React Hook: useDAGStream

import { useEffect, useRef, useCallback } from 'react';

export function useDAGStream(dagId: string, store: DAGStore) {
const wsRef = useRef<WebSocket | null>(null);
const reconnectAttempt = useRef(0);

const connect = useCallback(() => {
const ws = new WebSocket(`/api/dags/${dagId}/stream`);

ws.onopen = () => { reconnectAttempt.current = 0; };

ws.onmessage = (event) => {
const msg = JSON.parse(event.data) as ServerEvent;
switch (msg.type) {
case 'node_state':
store.updateNodeData(msg.node_id, {
status: msg.status, output: msg.output, metrics: msg.metrics,
});
break;
case 'cost_update':
store.setCostState({ spent: msg.spent, budget: msg.budget });
break;
case 'dag_mutated':
store.applyMutation(msg.mutation);
break;
case 'execution_complete':
store.setExecutionComplete(msg.results);
break;
}
};

ws.onclose = () => {
// Reconnect with exponential backoff (max 30s)
const delay = Math.min(1000 * 2 ** reconnectAttempt.current, 30000);
reconnectAttempt.current++;
setTimeout(connect, delay);
};

wsRef.current = ws;
}, [dagId, store]);

useEffect(() => { connect(); return () => wsRef.current?.close(); }, [connect]);

// Send client events
const send = useCallback((event: ClientEvent) => {
wsRef.current?.send(JSON.stringify(event));
}, []);

return { send };
}

Server Implementation (Node.js)

import { WebSocketServer } from 'ws';

const wss = new WebSocketServer({ noServer: true });

// Per-DAG rooms
const rooms = new Map<string, Set<WebSocket>>();

function broadcast(dagId: string, event: ServerEvent) {
const clients = rooms.get(dagId);
if (!clients) return;
const msg = JSON.stringify(event);
for (const ws of clients) {
if (ws.readyState === ws.OPEN) ws.send(msg);
}
}

// Usage in execution engine:
function onNodeComplete(dagId: string, nodeId: string, result: any) {
broadcast(dagId, {
type: 'node_state',
node_id: nodeId,
status: 'completed',
output: result.output,
metrics: result.metrics,
});
}

Anti-Patterns

No Reconnection Logic

Wrong: WebSocket closes and the dashboard shows stale data forever. Right: Exponential backoff reconnection (1s, 2s, 4s, 8s... max 30s). Resync state on reconnect.

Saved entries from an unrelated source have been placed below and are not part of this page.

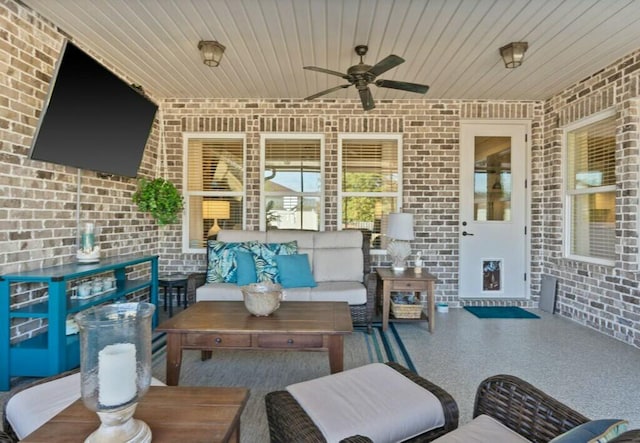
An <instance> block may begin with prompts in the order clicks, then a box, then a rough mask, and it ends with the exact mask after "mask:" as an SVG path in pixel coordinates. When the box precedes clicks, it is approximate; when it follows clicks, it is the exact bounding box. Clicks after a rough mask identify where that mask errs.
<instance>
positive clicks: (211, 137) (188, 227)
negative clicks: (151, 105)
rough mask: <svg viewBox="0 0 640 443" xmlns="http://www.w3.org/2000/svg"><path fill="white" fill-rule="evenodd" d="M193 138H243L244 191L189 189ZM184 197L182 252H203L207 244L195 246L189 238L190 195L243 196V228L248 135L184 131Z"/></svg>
mask: <svg viewBox="0 0 640 443" xmlns="http://www.w3.org/2000/svg"><path fill="white" fill-rule="evenodd" d="M191 139H211V140H222V139H234V140H242V191H189V188H188V181H189V140H191ZM182 173H183V175H182V197H183V198H184V211H183V214H182V252H183V253H203V252H206V251H207V248H206V246H205V247H202V248H194V247H192V246H191V245H190V240H189V226H190V220H189V214H190V210H189V209H190V208H189V205H190V200H191V199H190V198H189V197H190V196H204V197H241V198H242V228H243V229H245V227H246V223H247V136H246V134H239V133H237V132H183V133H182Z"/></svg>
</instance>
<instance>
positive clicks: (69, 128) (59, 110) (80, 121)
mask: <svg viewBox="0 0 640 443" xmlns="http://www.w3.org/2000/svg"><path fill="white" fill-rule="evenodd" d="M157 108H158V106H157V105H156V104H155V103H153V102H152V101H150V100H149V99H148V98H147V97H145V96H144V95H143V94H141V93H140V92H139V91H138V90H137V89H135V88H133V87H132V86H129V85H128V84H127V83H125V82H124V81H123V80H121V79H120V78H119V77H117V76H116V75H115V74H113V73H112V72H111V71H109V70H108V69H107V68H105V67H104V66H102V65H101V64H100V63H98V62H97V61H96V60H95V59H93V58H92V57H91V56H89V55H88V54H86V53H85V52H83V51H82V50H80V49H79V48H78V47H77V46H75V45H74V44H73V43H71V42H69V41H67V42H66V43H65V45H64V47H63V49H62V53H61V56H60V59H59V60H58V64H57V67H56V70H55V72H54V75H53V79H52V81H51V84H50V86H49V93H48V96H47V100H46V101H45V105H44V108H43V110H42V114H41V116H40V121H39V122H38V128H37V129H36V133H35V136H34V138H33V142H32V145H31V155H30V157H31V158H32V159H34V160H43V161H46V162H51V163H57V164H61V165H67V166H75V167H77V168H81V169H90V170H93V171H97V172H102V173H105V174H111V175H121V176H126V177H135V176H136V175H137V173H138V168H139V167H140V162H141V160H142V155H143V153H144V148H145V145H146V143H147V139H148V137H149V133H150V132H151V128H152V126H153V120H154V118H155V113H156V110H157Z"/></svg>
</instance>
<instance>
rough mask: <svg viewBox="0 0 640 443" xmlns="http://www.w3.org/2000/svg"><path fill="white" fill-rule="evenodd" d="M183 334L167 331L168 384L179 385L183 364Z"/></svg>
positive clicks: (167, 363) (167, 371)
mask: <svg viewBox="0 0 640 443" xmlns="http://www.w3.org/2000/svg"><path fill="white" fill-rule="evenodd" d="M181 339H182V337H181V334H172V333H170V332H169V333H167V385H169V386H178V382H179V381H180V366H181V365H182V343H181Z"/></svg>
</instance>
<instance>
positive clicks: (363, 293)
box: [286, 281, 367, 305]
mask: <svg viewBox="0 0 640 443" xmlns="http://www.w3.org/2000/svg"><path fill="white" fill-rule="evenodd" d="M296 289H297V288H296ZM308 289H309V300H311V301H346V302H347V303H349V304H350V305H362V304H364V303H366V302H367V288H365V286H364V285H363V284H362V283H359V282H356V281H325V282H320V283H318V286H316V287H315V288H308ZM289 291H291V289H287V290H286V292H287V298H286V299H287V300H293V298H290V297H289Z"/></svg>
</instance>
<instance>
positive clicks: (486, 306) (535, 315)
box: [464, 306, 540, 318]
mask: <svg viewBox="0 0 640 443" xmlns="http://www.w3.org/2000/svg"><path fill="white" fill-rule="evenodd" d="M464 308H465V309H466V310H467V311H469V312H471V313H472V314H473V315H475V316H476V317H478V318H540V317H539V316H537V315H536V314H534V313H533V312H529V311H526V310H524V309H522V308H520V307H518V306H465V307H464Z"/></svg>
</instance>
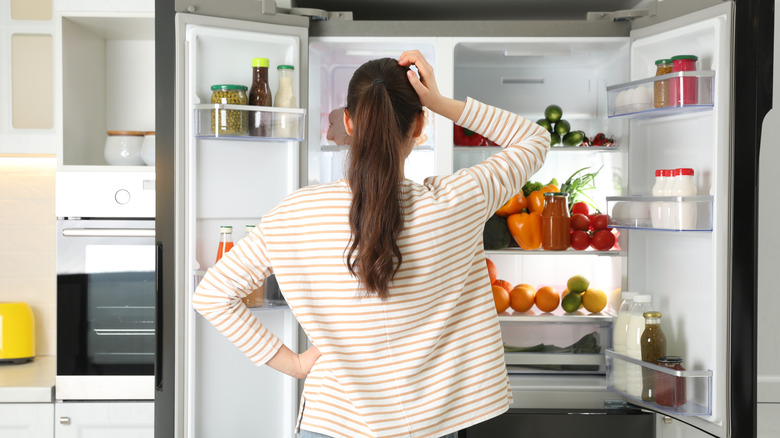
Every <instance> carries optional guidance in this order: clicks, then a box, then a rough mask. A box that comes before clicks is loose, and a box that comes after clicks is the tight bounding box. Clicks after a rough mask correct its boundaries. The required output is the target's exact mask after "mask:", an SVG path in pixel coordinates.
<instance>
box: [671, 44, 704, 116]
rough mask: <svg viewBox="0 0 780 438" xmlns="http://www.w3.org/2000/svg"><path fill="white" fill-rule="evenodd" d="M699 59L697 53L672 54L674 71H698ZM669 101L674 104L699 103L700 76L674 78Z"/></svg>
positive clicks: (673, 104)
mask: <svg viewBox="0 0 780 438" xmlns="http://www.w3.org/2000/svg"><path fill="white" fill-rule="evenodd" d="M698 59H699V58H698V57H696V56H695V55H678V56H672V72H673V73H674V72H678V71H696V61H697V60H698ZM669 103H670V104H671V105H673V106H684V105H695V104H697V103H699V78H697V77H695V76H683V77H676V78H672V80H671V82H670V83H669Z"/></svg>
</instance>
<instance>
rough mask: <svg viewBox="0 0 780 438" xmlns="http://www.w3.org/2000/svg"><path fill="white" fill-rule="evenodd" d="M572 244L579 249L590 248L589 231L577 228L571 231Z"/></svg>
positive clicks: (570, 242)
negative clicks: (577, 228)
mask: <svg viewBox="0 0 780 438" xmlns="http://www.w3.org/2000/svg"><path fill="white" fill-rule="evenodd" d="M570 245H571V247H572V248H573V249H576V250H577V251H582V250H585V249H588V247H589V246H590V236H589V235H588V233H587V231H582V230H575V231H574V232H573V233H571V239H570Z"/></svg>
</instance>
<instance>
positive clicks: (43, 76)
mask: <svg viewBox="0 0 780 438" xmlns="http://www.w3.org/2000/svg"><path fill="white" fill-rule="evenodd" d="M53 46H54V21H53V20H52V8H51V2H47V1H40V0H35V1H26V2H23V1H22V0H2V1H0V154H9V155H16V154H54V153H55V152H56V144H57V138H58V137H59V134H58V133H59V132H60V129H59V125H58V124H57V123H56V115H55V113H56V109H55V102H56V101H57V100H58V97H57V96H58V93H57V91H58V88H57V86H56V81H55V80H54V73H53V72H54V68H53V65H54V53H53Z"/></svg>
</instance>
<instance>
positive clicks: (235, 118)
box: [211, 84, 248, 135]
mask: <svg viewBox="0 0 780 438" xmlns="http://www.w3.org/2000/svg"><path fill="white" fill-rule="evenodd" d="M246 90H247V87H245V86H243V85H232V84H219V85H212V87H211V103H217V104H226V105H246V104H247V96H246ZM247 125H248V123H247V112H246V111H242V110H234V109H224V108H221V109H213V110H211V132H212V133H214V134H217V135H246V133H247Z"/></svg>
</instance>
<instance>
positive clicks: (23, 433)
mask: <svg viewBox="0 0 780 438" xmlns="http://www.w3.org/2000/svg"><path fill="white" fill-rule="evenodd" d="M53 416H54V404H53V403H2V404H0V436H2V437H3V438H29V437H35V438H53V437H54V423H53V422H52V418H53Z"/></svg>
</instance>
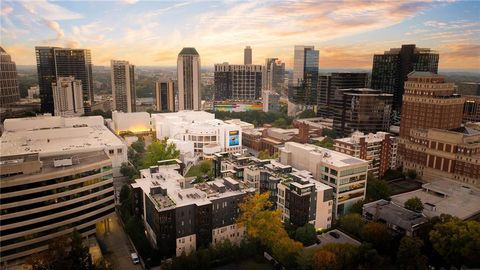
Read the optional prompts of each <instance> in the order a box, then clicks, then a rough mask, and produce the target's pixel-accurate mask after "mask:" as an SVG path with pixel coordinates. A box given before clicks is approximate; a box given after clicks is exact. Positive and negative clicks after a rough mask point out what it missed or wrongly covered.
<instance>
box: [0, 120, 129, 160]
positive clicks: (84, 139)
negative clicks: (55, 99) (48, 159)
mask: <svg viewBox="0 0 480 270" xmlns="http://www.w3.org/2000/svg"><path fill="white" fill-rule="evenodd" d="M100 118H101V117H100ZM92 119H93V120H95V121H93V120H92ZM7 120H12V121H9V122H10V123H9V124H8V125H10V126H12V128H11V129H10V130H9V129H6V130H5V132H4V133H3V134H2V136H1V137H0V155H1V156H8V155H19V154H30V153H39V154H40V156H50V155H58V154H61V153H62V152H65V151H71V152H82V151H89V150H92V151H93V150H103V149H105V147H108V146H119V147H121V146H123V145H124V143H123V142H122V140H121V139H120V138H118V137H117V136H116V135H115V134H113V132H111V131H110V130H109V129H108V128H107V127H106V126H104V125H103V118H102V119H101V121H97V120H98V119H96V118H89V117H79V118H71V119H68V118H59V117H38V118H21V119H15V121H13V119H7ZM7 120H6V121H7ZM62 120H64V121H65V122H63V121H62ZM67 121H68V123H67ZM76 123H77V124H76ZM6 127H7V125H6Z"/></svg>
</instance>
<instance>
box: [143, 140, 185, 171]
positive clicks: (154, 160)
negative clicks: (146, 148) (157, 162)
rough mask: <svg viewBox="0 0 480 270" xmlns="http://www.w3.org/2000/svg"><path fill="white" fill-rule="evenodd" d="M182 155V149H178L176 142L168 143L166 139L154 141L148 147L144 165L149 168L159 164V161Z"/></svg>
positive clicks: (178, 156)
mask: <svg viewBox="0 0 480 270" xmlns="http://www.w3.org/2000/svg"><path fill="white" fill-rule="evenodd" d="M179 157H180V151H179V150H177V148H176V146H175V144H173V143H168V142H167V140H166V139H164V140H161V141H159V140H156V141H153V142H152V143H151V144H150V145H149V146H148V147H147V152H146V155H145V158H144V160H143V166H144V167H145V168H148V167H150V166H154V165H157V162H158V161H161V160H168V159H174V158H179Z"/></svg>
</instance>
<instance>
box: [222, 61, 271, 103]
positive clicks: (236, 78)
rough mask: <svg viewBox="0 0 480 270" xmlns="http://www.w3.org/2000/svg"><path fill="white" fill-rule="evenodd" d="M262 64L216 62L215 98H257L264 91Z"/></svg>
mask: <svg viewBox="0 0 480 270" xmlns="http://www.w3.org/2000/svg"><path fill="white" fill-rule="evenodd" d="M262 68H263V67H262V66H261V65H251V64H250V65H229V64H228V63H223V64H215V74H214V77H215V78H214V80H215V100H230V99H233V100H257V99H259V98H260V97H261V93H262Z"/></svg>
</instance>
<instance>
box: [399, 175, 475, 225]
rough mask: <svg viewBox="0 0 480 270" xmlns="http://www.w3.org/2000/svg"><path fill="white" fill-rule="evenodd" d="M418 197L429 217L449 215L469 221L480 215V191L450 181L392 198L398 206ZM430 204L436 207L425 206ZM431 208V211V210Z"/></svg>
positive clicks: (425, 186) (454, 182)
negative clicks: (474, 217)
mask: <svg viewBox="0 0 480 270" xmlns="http://www.w3.org/2000/svg"><path fill="white" fill-rule="evenodd" d="M414 197H418V198H419V199H420V200H421V201H422V203H423V204H424V210H423V214H424V215H426V216H427V217H430V218H431V217H434V216H439V215H441V214H449V215H452V216H456V217H458V218H460V219H468V218H470V217H472V216H475V215H477V214H480V190H479V189H476V188H474V187H470V186H468V187H467V186H466V185H464V184H463V183H458V182H454V181H448V180H440V181H436V182H432V183H427V184H423V185H422V189H418V190H415V191H412V192H407V193H403V194H399V195H395V196H392V202H395V203H396V204H398V205H404V203H405V202H406V201H407V200H408V199H410V198H414ZM425 204H429V205H431V206H434V209H433V208H431V207H427V206H425ZM429 208H430V209H429Z"/></svg>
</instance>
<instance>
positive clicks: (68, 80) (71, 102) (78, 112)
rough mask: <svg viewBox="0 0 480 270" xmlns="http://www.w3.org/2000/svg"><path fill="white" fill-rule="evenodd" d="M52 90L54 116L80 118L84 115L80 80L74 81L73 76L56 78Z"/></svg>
mask: <svg viewBox="0 0 480 270" xmlns="http://www.w3.org/2000/svg"><path fill="white" fill-rule="evenodd" d="M52 89H53V105H54V107H55V115H56V116H63V117H72V116H82V114H84V113H85V111H84V109H83V98H82V81H81V80H75V78H74V77H73V76H70V77H58V78H57V81H56V82H54V83H52Z"/></svg>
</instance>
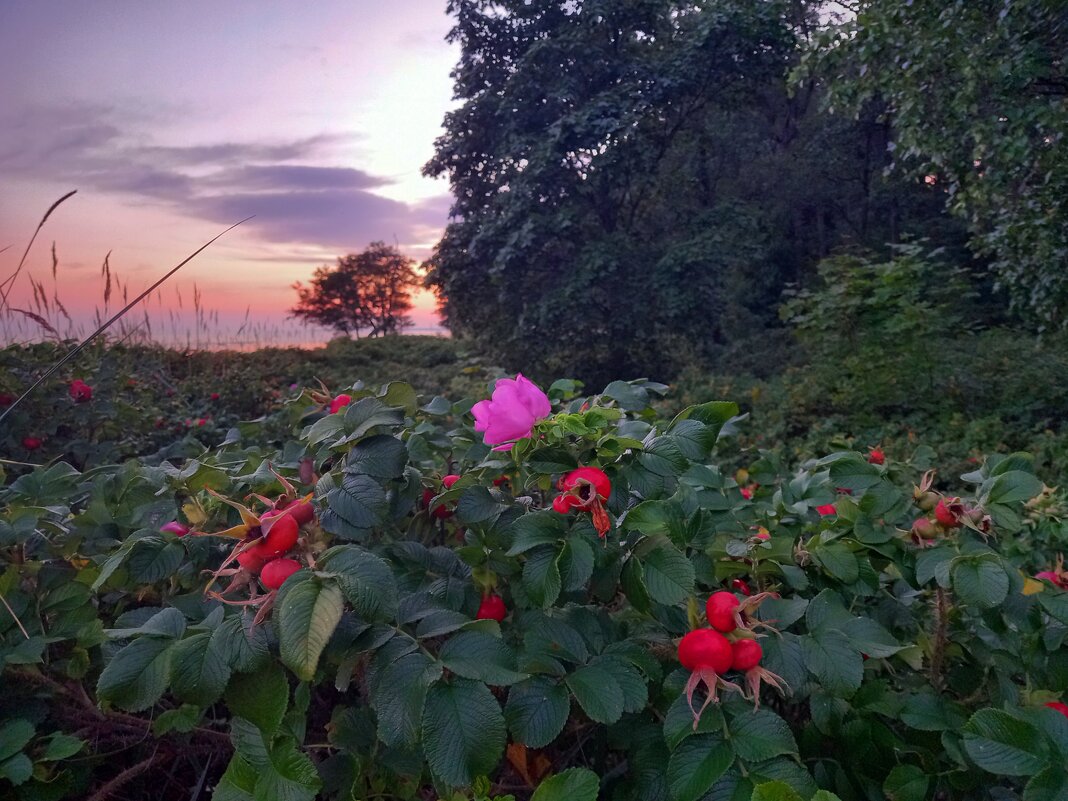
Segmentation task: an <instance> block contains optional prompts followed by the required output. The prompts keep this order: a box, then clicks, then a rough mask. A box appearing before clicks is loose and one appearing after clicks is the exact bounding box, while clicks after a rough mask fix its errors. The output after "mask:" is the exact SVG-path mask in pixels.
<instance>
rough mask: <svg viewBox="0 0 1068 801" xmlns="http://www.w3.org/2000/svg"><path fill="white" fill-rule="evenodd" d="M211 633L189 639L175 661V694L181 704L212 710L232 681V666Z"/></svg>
mask: <svg viewBox="0 0 1068 801" xmlns="http://www.w3.org/2000/svg"><path fill="white" fill-rule="evenodd" d="M211 633H213V632H210V631H203V632H200V633H197V634H193V635H192V637H187V638H186V639H185V640H182V641H180V642H179V643H177V644H176V645H175V646H174V650H173V654H172V657H171V690H172V691H173V692H174V694H175V696H177V698H178V700H179V701H184V702H186V703H189V704H195V705H198V706H209V705H211V704H214V703H215V702H216V701H218V700H219V697H220V696H221V695H222V691H223V690H224V689H225V688H226V681H229V680H230V665H229V664H226V660H225V659H224V656H223V654H222V653H221V650H220V649H219V647H217V646H215V647H214V646H213V638H211Z"/></svg>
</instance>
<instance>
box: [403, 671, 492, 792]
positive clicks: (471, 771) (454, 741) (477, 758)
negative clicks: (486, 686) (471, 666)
mask: <svg viewBox="0 0 1068 801" xmlns="http://www.w3.org/2000/svg"><path fill="white" fill-rule="evenodd" d="M505 737H506V735H505V729H504V717H503V714H502V713H501V707H500V706H499V705H498V703H497V700H496V698H494V697H493V694H492V693H491V692H490V691H489V690H488V689H487V688H486V686H485V685H483V684H481V682H478V681H472V680H470V679H466V678H458V679H455V680H453V681H452V682H451V684H445V682H439V684H436V685H434V686H433V687H431V688H430V690H429V692H427V694H426V703H425V705H424V707H423V752H424V753H425V754H426V761H427V764H428V765H429V766H430V771H431V772H433V773H434V775H435V776H437V778H438V779H439V780H440V781H442V782H444V783H445V784H449V785H452V786H454V787H458V786H464V785H469V784H471V782H473V781H474V779H475V778H476V776H478V775H483V774H488V773H490V772H492V770H493V768H496V767H497V764H498V761H500V758H501V754H502V753H503V752H504V742H505Z"/></svg>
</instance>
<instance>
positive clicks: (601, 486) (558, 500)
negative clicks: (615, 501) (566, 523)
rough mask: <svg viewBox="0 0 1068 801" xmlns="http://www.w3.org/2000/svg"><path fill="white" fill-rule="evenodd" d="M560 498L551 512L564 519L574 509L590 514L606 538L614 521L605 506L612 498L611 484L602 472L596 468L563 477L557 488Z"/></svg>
mask: <svg viewBox="0 0 1068 801" xmlns="http://www.w3.org/2000/svg"><path fill="white" fill-rule="evenodd" d="M556 488H557V489H559V490H560V494H559V496H556V497H555V498H554V499H553V500H552V508H553V511H555V512H559V513H560V514H561V515H566V514H567V513H568V512H570V511H572V509H575V511H578V512H588V513H590V515H591V517H592V518H593V521H594V528H595V529H596V530H597V534H598V535H600V537H601V538H603V537H604V536H606V535H607V534H608V531H609V529H611V528H612V521H611V520H610V519H609V516H608V512H606V511H604V502H606V501H608V499H609V496H611V494H612V482H610V481H609V477H608V475H607V474H606V473H604V471H603V470H600V469H599V468H594V467H581V468H579V469H578V470H572V471H571V472H569V473H568V474H567V475H565V476H563V477H562V478H561V480H560V482H559V483H557V484H556Z"/></svg>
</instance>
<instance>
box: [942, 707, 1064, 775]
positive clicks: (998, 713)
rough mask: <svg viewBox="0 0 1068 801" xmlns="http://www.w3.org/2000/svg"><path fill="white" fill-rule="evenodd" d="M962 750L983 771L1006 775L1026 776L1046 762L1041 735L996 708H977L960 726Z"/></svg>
mask: <svg viewBox="0 0 1068 801" xmlns="http://www.w3.org/2000/svg"><path fill="white" fill-rule="evenodd" d="M963 736H964V750H965V751H967V752H968V755H969V756H970V757H971V758H972V759H973V760H974V761H975V764H976V765H978V766H979V767H980V768H983V769H984V770H986V771H988V772H990V773H995V774H999V775H1006V776H1030V775H1034V774H1035V773H1038V772H1039V771H1041V770H1042V769H1045V768H1046V766H1047V765H1048V764H1049V761H1050V747H1049V743H1048V741H1047V740H1046V738H1045V737H1043V736H1042V734H1041V733H1040V732H1039V731H1038V729H1037V728H1035V727H1034V726H1032V725H1031V724H1030V723H1025V722H1023V721H1021V720H1017V719H1016V718H1014V717H1012V716H1010V714H1008V713H1007V712H1003V711H1001V710H1000V709H980V710H979V711H977V712H976V713H975V714H973V716H972V717H971V719H970V720H969V721H968V723H965V724H964V727H963Z"/></svg>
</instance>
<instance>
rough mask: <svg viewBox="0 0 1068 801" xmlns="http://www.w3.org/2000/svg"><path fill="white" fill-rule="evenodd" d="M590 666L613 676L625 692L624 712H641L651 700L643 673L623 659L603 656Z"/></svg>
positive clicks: (617, 657) (605, 654) (595, 661)
mask: <svg viewBox="0 0 1068 801" xmlns="http://www.w3.org/2000/svg"><path fill="white" fill-rule="evenodd" d="M590 664H592V665H597V666H598V668H601V669H603V670H606V671H608V672H609V673H611V674H612V678H614V679H615V680H616V682H617V684H618V685H619V689H621V690H623V710H624V711H625V712H640V711H641V710H642V709H644V708H645V704H646V703H647V702H648V700H649V693H648V688H646V686H645V679H644V678H643V677H642V674H641V672H640V671H639V670H638V669H637V668H634V665H632V664H631V663H630V662H628V661H627V660H626V659H624V658H623V657H618V656H614V655H611V654H602V655H601V656H599V657H597V658H596V659H595V660H594V661H592V662H591V663H590Z"/></svg>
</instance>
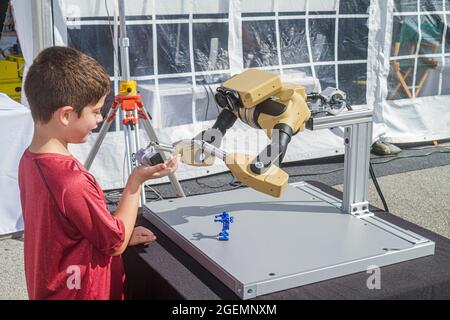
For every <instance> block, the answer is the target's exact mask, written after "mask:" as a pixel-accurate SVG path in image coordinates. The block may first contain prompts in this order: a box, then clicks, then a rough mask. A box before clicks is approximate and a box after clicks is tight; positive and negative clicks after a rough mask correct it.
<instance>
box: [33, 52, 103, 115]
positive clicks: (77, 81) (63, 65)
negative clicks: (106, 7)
mask: <svg viewBox="0 0 450 320" xmlns="http://www.w3.org/2000/svg"><path fill="white" fill-rule="evenodd" d="M24 88H25V94H26V96H27V99H28V103H29V105H30V109H31V115H32V117H33V119H34V121H39V122H42V123H47V122H48V121H50V119H51V117H52V115H53V113H54V112H55V111H56V110H57V109H58V108H60V107H63V106H72V107H73V108H74V109H75V111H76V112H77V113H78V116H80V115H81V112H82V110H83V108H84V107H86V106H87V105H89V104H96V103H97V102H98V101H99V100H100V99H101V98H102V97H103V96H104V95H106V94H108V93H109V91H110V80H109V76H108V73H107V72H106V71H105V69H104V68H103V67H102V66H101V65H100V64H99V63H98V62H97V61H95V60H94V59H93V58H91V57H89V56H87V55H85V54H84V53H81V52H80V51H78V50H75V49H72V48H68V47H50V48H47V49H44V50H43V51H41V52H40V53H39V55H38V56H37V57H36V59H34V61H33V64H32V65H31V67H30V69H29V70H28V74H27V77H26V79H25V84H24Z"/></svg>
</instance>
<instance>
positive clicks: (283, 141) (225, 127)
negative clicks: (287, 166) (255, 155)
mask: <svg viewBox="0 0 450 320" xmlns="http://www.w3.org/2000/svg"><path fill="white" fill-rule="evenodd" d="M306 99H307V96H306V92H305V89H304V88H303V87H300V86H296V85H293V84H282V83H281V80H280V77H279V76H278V75H275V74H272V73H268V72H264V71H260V70H256V69H249V70H247V71H245V72H243V73H241V74H239V75H236V76H234V77H233V78H231V79H230V80H228V81H226V82H225V83H224V84H223V85H222V86H221V87H218V88H217V93H216V94H215V100H216V102H217V104H218V106H219V107H220V108H222V111H221V113H220V114H219V116H218V118H217V121H216V122H215V124H214V125H213V127H212V128H211V129H208V130H206V131H203V132H202V133H200V134H199V135H197V136H196V137H195V138H194V139H199V140H204V141H206V142H208V143H211V144H213V145H214V146H216V147H219V146H220V143H221V140H222V138H223V136H224V135H225V133H226V131H227V130H228V129H229V128H231V127H232V126H233V124H234V123H235V122H236V120H237V119H238V118H239V119H240V120H241V121H242V122H244V123H246V124H248V125H249V126H251V127H254V128H258V129H263V130H265V132H266V134H267V136H268V137H269V138H270V139H271V140H272V142H271V143H270V144H269V145H268V146H267V147H266V148H265V149H264V150H263V151H262V152H261V153H260V154H259V155H258V156H257V157H256V158H254V159H253V160H252V162H251V163H250V167H249V169H250V170H251V172H252V173H254V174H263V173H265V172H266V171H267V170H268V169H269V168H270V166H271V165H272V164H278V163H281V162H282V161H283V158H284V155H285V153H286V149H287V146H288V144H289V142H290V141H291V137H292V136H293V135H295V134H297V133H298V132H299V131H303V130H304V129H305V122H306V121H307V120H308V119H309V117H310V116H311V112H310V110H309V108H308V105H307V103H306ZM207 159H208V157H205V156H204V155H202V153H201V151H197V152H196V155H195V160H194V162H196V163H197V164H200V163H205V164H208V161H206V162H205V160H207Z"/></svg>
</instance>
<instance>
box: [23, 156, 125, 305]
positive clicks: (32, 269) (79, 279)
mask: <svg viewBox="0 0 450 320" xmlns="http://www.w3.org/2000/svg"><path fill="white" fill-rule="evenodd" d="M19 188H20V201H21V204H22V211H23V218H24V222H25V227H24V259H25V277H26V282H27V289H28V296H29V298H30V299H123V287H124V280H125V276H124V272H123V267H122V259H121V257H120V256H115V257H112V256H111V255H110V254H112V253H114V251H115V250H117V248H119V247H120V246H121V245H122V243H123V241H124V237H125V227H124V225H123V222H122V221H121V220H120V219H117V218H115V217H114V216H112V215H111V214H110V213H109V211H108V209H107V206H106V201H105V197H104V195H103V192H102V190H101V188H100V187H99V185H98V184H97V182H96V180H95V178H94V177H93V176H92V175H91V174H90V173H89V172H88V171H87V170H86V169H85V168H84V167H83V165H82V164H81V163H80V162H79V161H78V160H76V159H75V158H74V157H72V156H66V155H60V154H53V153H40V154H38V153H32V152H30V151H28V149H27V150H25V152H24V154H23V156H22V158H21V160H20V164H19Z"/></svg>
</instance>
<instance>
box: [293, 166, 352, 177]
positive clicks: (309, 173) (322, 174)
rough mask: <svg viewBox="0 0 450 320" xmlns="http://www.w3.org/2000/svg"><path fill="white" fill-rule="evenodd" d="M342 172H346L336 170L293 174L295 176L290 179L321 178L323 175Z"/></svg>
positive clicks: (340, 170)
mask: <svg viewBox="0 0 450 320" xmlns="http://www.w3.org/2000/svg"><path fill="white" fill-rule="evenodd" d="M342 170H344V168H339V169H334V170H330V171H323V172H314V173H300V174H293V175H289V178H295V177H308V176H320V175H323V174H330V173H334V172H338V171H342Z"/></svg>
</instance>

Sending Full State on Every Event

Wrong: Broadcasting the entire DAG state on every node update. Right: Send only the delta: which node changed, to what status. The client applies the update to its local store.

No Typed Protocol

Wrong: Sending untyped JSON objects and parsing with any. Right: Define ServerEvent and ClientEvent union types. Exhaustive switch on msg.type.